Konnte man Anfang Zweitausend von einer mehr oder weniger in sich geschlossenen Dialogszene zwischen der Mehrheit und der Minderheit in Deutschland sprechen bzw. schreiben, wie es die Medien taten, so muss heute jeder Beobachter der westeuropäischen Situation den Plural gebrauchen: Dialogszenen. In vorsichtiger Weise lassen sich mindestens folgende Bereiche unterscheiden:

  • eine populäre an den innergesellschaftspolitischen Entwicklungen (Deutschlands) orientierte Gruppe von Veranstaltern wie den Einrichtungen der Erwachsenenbildung der Verbände und Parteien;
  • eine akademische in universitären Diskursen sich entwickelnde Landschaft, in denen Fragestellungen thematisiert werden, die zu bearbeiten dringend geboten ist, aber die die so genannte Basis kaum berühren;
  • eine mediale Welt, in der Fachleute aller Qualifikationen über „den“ Islam schreiben oder reden, die jedoch als Redner bzw. Buchautoren größere Gruppen erreichen, als es die Zeitungen bzw. Zeitschriften tun, für die sie schreiben; unabhängig von dieser Szene haben sich islamische Medien entwickelt, wozu nicht nur die verbandsinternen Publikationen gehören, sondern ebenso die regelmäßig erscheinende „Islamische Zeitung“ und „Ayasofya“;
  • eine eher kleine Gruppe von Veranstaltern gleich einzelnen kirchlichen Akademien, Institutionen wie dem Hannoverschen „Haus der Religionen“ oder dem von Professor Lähnemann gegründeten Nürnberger Forum, hinter denen einzelne engagierte akademische ausgebildete Persönlichkeiten stehen. Eine gewisse Sonderstellung nimmt die römisch-katholische Akademie der Diözese Stuttgart-Rottenburg ein. All diese Entwicklungen führten zur Professionalisierung, die von den Kirchenleitungen bzw. vom Vatikan bewusst gewollt wurden.
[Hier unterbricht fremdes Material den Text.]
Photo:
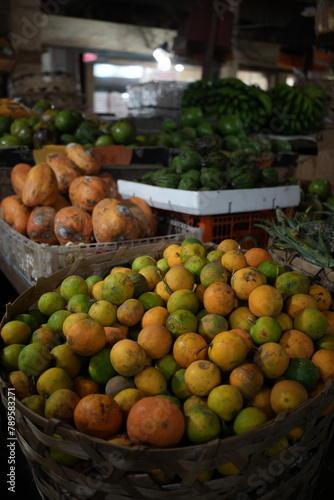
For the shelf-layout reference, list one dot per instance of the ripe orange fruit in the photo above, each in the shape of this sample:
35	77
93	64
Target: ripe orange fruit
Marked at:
130	312
322	296
324	360
261	400
201	377
298	302
227	350
183	299
272	359
156	340
245	280
228	244
286	395
312	322
86	337
219	298
98	415
151	381
255	256
233	260
248	378
178	277
330	321
211	324
297	344
226	401
241	317
156	421
188	348
155	316
127	357
265	300
248	419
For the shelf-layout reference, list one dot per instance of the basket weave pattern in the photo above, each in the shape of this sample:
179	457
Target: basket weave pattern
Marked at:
112	472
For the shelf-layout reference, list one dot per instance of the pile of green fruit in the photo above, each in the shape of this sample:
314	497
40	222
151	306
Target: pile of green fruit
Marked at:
48	125
283	109
297	110
205	167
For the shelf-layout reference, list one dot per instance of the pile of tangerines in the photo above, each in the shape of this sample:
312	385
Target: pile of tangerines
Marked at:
196	345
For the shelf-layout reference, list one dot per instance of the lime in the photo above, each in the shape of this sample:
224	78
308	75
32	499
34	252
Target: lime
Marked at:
271	269
100	368
66	121
10	140
5	123
320	187
303	371
191	117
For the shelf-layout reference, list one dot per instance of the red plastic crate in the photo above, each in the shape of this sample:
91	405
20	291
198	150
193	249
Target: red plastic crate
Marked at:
239	226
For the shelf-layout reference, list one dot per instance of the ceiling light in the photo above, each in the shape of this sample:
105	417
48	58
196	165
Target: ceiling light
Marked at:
179	67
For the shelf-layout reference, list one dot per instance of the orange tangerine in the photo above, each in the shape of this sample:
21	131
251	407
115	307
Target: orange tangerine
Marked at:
212	273
286	395
248	419
226	401
127	357
104	312
245	280
248	378
183	299
84	385
233	260
86	336
330	321
156	340
261	400
241	317
265	300
155	316
151	381
272	359
255	256
173	256
324	360
297	344
201	377
312	322
227	350
211	324
188	348
130	312
298	302
178	277
322	296
285	321
219	298
227	244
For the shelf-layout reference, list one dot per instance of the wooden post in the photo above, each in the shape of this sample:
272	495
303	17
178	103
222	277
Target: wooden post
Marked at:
210	45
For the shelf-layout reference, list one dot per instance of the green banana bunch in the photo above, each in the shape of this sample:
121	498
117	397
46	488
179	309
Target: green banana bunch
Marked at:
297	110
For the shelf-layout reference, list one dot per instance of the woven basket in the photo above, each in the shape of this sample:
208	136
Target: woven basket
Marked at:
112	472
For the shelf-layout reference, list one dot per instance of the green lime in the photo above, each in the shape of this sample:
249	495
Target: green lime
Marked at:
303	371
100	368
271	269
104	140
5	123
320	187
66	121
122	132
10	140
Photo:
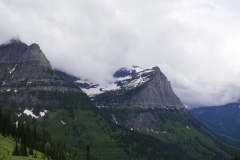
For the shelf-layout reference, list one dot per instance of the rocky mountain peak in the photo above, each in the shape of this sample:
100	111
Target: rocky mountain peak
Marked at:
16	52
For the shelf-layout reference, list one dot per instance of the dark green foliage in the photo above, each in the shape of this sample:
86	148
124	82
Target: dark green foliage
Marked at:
33	139
237	157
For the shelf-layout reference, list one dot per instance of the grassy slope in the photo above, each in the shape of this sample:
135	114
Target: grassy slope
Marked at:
197	141
7	145
106	140
87	128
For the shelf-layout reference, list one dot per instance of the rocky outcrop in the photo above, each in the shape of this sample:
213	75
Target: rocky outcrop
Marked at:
157	93
147	89
27	78
17	52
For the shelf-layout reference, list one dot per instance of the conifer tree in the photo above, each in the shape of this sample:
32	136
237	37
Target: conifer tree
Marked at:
15	151
87	152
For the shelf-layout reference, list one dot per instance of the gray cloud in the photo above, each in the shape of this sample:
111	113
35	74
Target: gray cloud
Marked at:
196	43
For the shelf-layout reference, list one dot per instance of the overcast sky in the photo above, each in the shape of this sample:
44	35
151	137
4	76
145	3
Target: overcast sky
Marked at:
196	43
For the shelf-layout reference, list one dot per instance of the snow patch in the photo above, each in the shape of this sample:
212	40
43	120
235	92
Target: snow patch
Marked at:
18	114
13	69
29	112
124	78
114	119
138	69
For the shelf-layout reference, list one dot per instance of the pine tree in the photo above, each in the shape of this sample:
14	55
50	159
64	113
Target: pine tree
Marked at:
87	152
15	151
30	150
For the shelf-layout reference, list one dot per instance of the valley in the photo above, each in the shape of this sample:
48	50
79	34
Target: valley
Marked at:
136	117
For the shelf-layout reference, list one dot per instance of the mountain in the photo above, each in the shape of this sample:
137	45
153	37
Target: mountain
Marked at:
27	79
143	101
225	118
34	93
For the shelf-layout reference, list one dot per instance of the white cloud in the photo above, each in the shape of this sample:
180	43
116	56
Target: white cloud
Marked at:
196	43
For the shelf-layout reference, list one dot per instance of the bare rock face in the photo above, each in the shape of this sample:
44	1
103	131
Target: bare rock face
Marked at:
17	52
157	93
27	78
154	91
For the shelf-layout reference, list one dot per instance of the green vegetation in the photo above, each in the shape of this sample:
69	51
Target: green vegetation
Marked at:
27	140
179	129
7	145
106	140
74	119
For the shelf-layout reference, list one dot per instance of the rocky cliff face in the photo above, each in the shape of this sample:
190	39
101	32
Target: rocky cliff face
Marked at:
157	93
138	99
25	74
147	88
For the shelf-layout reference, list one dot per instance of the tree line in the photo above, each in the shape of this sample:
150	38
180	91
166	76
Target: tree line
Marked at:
38	139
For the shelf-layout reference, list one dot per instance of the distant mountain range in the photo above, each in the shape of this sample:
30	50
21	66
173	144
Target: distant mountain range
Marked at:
136	117
142	100
225	118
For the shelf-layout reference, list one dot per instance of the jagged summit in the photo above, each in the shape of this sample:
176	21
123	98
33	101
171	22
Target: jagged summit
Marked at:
26	75
133	86
17	52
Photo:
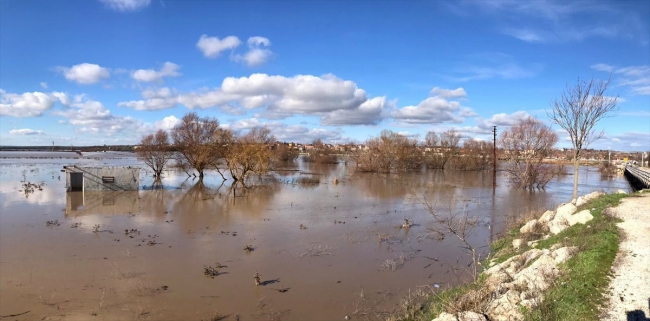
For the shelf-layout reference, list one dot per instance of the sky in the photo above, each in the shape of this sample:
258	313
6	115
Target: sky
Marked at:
110	71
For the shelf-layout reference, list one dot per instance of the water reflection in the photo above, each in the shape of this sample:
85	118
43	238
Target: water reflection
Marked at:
101	203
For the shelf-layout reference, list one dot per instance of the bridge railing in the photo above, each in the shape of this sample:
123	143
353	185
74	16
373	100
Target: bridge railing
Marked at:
640	174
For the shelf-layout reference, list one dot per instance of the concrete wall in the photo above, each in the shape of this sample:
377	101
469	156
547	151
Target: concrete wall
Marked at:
126	178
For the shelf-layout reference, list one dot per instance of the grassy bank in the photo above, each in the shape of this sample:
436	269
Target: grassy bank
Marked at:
576	295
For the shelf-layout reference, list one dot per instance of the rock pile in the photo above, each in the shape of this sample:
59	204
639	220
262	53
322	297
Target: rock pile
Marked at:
522	279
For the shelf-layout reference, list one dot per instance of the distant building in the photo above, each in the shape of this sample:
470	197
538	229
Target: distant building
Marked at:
105	178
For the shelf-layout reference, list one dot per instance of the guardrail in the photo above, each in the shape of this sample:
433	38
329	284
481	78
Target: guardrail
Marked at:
642	175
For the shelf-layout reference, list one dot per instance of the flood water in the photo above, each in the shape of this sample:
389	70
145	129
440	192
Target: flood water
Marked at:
349	258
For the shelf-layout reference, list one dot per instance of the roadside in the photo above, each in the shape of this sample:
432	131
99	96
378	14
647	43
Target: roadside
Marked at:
629	297
558	267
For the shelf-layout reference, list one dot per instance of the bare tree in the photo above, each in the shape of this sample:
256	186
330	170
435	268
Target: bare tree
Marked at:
525	146
250	153
577	111
389	152
195	139
447	148
155	152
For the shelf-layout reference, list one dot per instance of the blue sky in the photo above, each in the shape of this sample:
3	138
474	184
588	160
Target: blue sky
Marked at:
110	71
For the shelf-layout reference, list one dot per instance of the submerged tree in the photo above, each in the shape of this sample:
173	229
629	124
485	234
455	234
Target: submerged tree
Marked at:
250	154
525	145
389	152
155	152
197	142
577	111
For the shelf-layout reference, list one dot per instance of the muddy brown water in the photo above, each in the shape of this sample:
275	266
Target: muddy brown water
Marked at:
329	269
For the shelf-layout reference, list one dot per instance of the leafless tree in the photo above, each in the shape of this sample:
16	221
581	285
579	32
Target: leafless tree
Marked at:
389	152
321	153
155	152
197	142
250	154
447	147
577	111
525	145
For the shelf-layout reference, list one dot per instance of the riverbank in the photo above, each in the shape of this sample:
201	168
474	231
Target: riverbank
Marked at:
549	270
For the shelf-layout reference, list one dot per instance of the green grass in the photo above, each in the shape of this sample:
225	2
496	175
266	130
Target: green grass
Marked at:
578	292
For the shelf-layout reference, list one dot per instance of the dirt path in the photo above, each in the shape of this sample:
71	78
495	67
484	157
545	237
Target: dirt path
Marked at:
629	290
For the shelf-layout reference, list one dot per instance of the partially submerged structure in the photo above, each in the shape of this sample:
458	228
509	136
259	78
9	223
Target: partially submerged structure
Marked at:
101	178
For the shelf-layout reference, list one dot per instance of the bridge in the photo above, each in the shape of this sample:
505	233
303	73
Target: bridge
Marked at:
639	176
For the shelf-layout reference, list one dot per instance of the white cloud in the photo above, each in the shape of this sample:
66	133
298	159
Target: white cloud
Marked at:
25	131
335	100
126	5
29	104
169	69
168	123
637	78
159	99
502	119
213	46
448	93
291	133
85	73
433	110
257	53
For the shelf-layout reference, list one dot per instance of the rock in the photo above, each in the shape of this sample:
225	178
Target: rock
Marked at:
557	225
537	276
505	308
564	253
528	227
471	316
546	217
581	217
586	198
564	211
445	317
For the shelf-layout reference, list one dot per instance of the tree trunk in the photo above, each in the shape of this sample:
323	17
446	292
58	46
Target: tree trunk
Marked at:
576	164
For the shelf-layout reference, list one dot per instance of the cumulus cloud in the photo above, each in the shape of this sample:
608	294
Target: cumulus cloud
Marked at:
637	78
502	119
84	73
169	69
167	123
448	93
436	109
258	52
282	132
336	101
213	46
91	116
126	5
29	104
25	132
155	99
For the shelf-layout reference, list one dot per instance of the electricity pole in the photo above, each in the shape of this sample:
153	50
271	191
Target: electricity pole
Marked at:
494	160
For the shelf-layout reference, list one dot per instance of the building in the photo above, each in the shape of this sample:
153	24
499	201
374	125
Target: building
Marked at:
104	178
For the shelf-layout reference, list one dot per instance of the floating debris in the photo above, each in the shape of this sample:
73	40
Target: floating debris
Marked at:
257	277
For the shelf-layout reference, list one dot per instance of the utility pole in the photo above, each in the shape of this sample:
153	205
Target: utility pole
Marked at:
494	160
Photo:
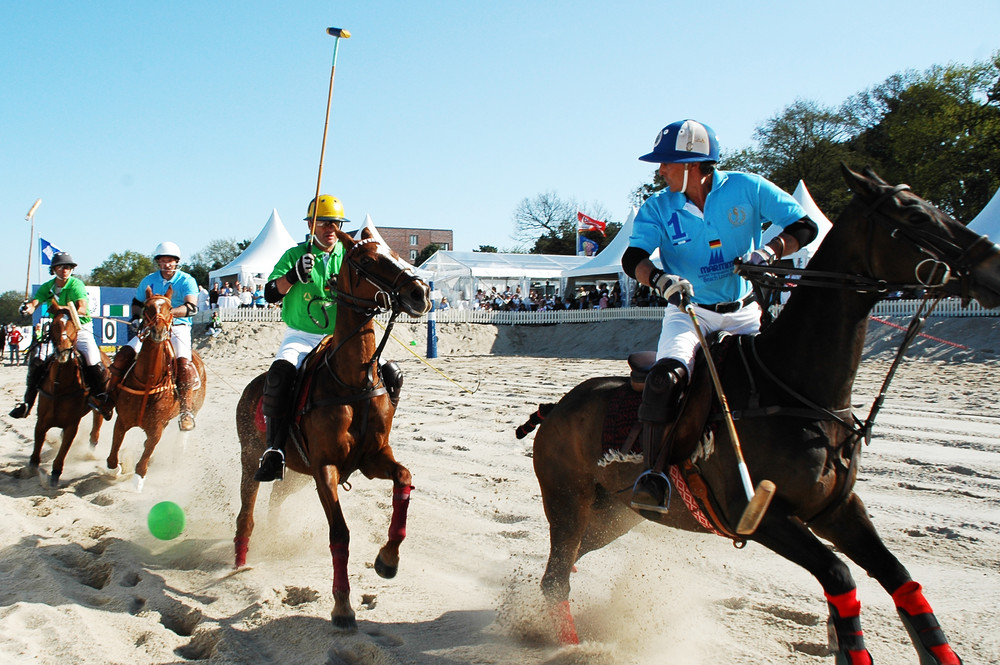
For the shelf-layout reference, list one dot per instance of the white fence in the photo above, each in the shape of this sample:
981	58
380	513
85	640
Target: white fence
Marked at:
949	307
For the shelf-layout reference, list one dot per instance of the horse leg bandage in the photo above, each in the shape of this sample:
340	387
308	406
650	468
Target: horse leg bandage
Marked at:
400	504
921	624
845	619
340	581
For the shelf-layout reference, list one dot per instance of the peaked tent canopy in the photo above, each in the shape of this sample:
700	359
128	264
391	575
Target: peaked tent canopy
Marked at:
801	257
255	263
987	222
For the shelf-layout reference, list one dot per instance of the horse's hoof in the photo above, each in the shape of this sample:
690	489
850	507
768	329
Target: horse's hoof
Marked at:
345	623
384	570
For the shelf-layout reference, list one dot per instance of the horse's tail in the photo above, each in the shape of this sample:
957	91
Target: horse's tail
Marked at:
534	420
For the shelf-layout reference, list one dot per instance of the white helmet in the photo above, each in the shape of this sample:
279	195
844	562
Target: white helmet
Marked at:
167	249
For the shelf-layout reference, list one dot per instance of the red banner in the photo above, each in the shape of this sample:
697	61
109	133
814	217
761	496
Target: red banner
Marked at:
586	223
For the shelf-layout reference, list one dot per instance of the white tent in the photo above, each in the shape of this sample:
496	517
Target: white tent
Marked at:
458	275
801	257
607	265
987	222
253	266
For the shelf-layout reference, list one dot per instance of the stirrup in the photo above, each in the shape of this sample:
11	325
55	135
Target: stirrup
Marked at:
185	421
21	410
654	477
269	468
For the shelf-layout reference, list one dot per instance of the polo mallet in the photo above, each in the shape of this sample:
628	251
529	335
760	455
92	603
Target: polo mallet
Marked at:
757	502
31	246
337	34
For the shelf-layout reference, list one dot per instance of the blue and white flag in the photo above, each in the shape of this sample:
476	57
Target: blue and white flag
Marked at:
47	249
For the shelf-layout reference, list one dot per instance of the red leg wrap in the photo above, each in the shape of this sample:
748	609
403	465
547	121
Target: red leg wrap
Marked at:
845	612
242	545
921	623
340	581
400	504
565	624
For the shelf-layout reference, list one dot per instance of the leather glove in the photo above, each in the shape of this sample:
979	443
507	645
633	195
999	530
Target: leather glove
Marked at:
764	256
671	287
302	270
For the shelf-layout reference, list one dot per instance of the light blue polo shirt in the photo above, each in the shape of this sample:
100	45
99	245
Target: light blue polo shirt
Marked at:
701	249
183	285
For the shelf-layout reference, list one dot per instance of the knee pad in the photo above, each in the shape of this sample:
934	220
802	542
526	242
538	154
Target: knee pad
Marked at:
392	377
278	386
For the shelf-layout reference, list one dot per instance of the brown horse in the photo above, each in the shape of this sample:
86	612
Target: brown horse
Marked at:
791	388
346	414
63	393
147	396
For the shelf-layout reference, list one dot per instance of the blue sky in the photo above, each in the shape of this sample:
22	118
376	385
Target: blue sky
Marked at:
137	122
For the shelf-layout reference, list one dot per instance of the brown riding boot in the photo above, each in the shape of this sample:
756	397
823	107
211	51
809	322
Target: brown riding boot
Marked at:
187	380
660	401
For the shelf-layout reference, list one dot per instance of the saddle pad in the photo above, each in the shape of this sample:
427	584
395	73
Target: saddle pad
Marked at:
622	414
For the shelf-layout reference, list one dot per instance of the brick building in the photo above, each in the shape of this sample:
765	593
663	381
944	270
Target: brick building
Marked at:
409	242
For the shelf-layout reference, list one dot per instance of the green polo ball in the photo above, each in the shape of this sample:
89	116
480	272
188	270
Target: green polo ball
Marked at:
166	520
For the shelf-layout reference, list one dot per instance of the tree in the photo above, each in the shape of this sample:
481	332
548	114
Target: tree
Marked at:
550	223
124	269
10	301
426	253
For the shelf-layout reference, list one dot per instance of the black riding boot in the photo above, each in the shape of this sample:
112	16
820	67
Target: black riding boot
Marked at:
96	378
392	378
660	400
277	406
36	370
Die Jama´at un-Nur lässt sich kaum in diese Dialogszenen einordnen. Der Dialog mit der deutschen Mehrheitsgesellschaft blieb ein Hobby einzelner, die sich mit den gesellschaftspolitischen Problemen z.B. der rechtlichen Anerkennung „des Islam“ auseinandersetzten, die hier indirekt angesprochenen Kalam bzw. theologischen Herausforderungen wurden allein im weitesten Sinne politisch interpretiert. Dies betrifft auch die deutsche Entwicklung der Saecularität, deren juristische Aspekte stets als diskriminierend betrachtet wurden und in den Gemeinden werden.

Ein weiterer Ansatz ?

In all den zurückliegenden Jahren blieb der letztliche Misserfolg der Bonner Symposien für manchen in der Jama´at un-Nur eine offene Wunde, die man durch die verschiedensten Bemühungen zu heilen versuchte. So engagierten sich örtliche Medresen um Gespräche mit den Menschen und Vereinen ihrer Lebenswelt. Fehlende Ressourcen verhinderten geradezu jegliche Professionalisierung, zudem kam es bis auf wenige Ausnahmen nicht zu der notwendigen (fach)sprachlichen Kompetenz.

Wenn man die zuvor geschilderte Entwicklung zusammenfasst, dann scheinen einige wenige Faktoren die Entwicklung beeinflusst zu haben:

  1. Die ständige Ausdifferenzierung des Themas „Islam“.
  2. Der Gegensatz zwischen „Frommen“ und den ihre Haltung Negierenden.
  3. Die Betonung von Integration einerseits und Anpassung andererseits, was meist mit dem Begriff „Toleranz“ beschrieben wird.
  4. Die geringe Bereitschaft sprachlich die Wirklichkeit des jeweils anderen respektierend aufzunehmen.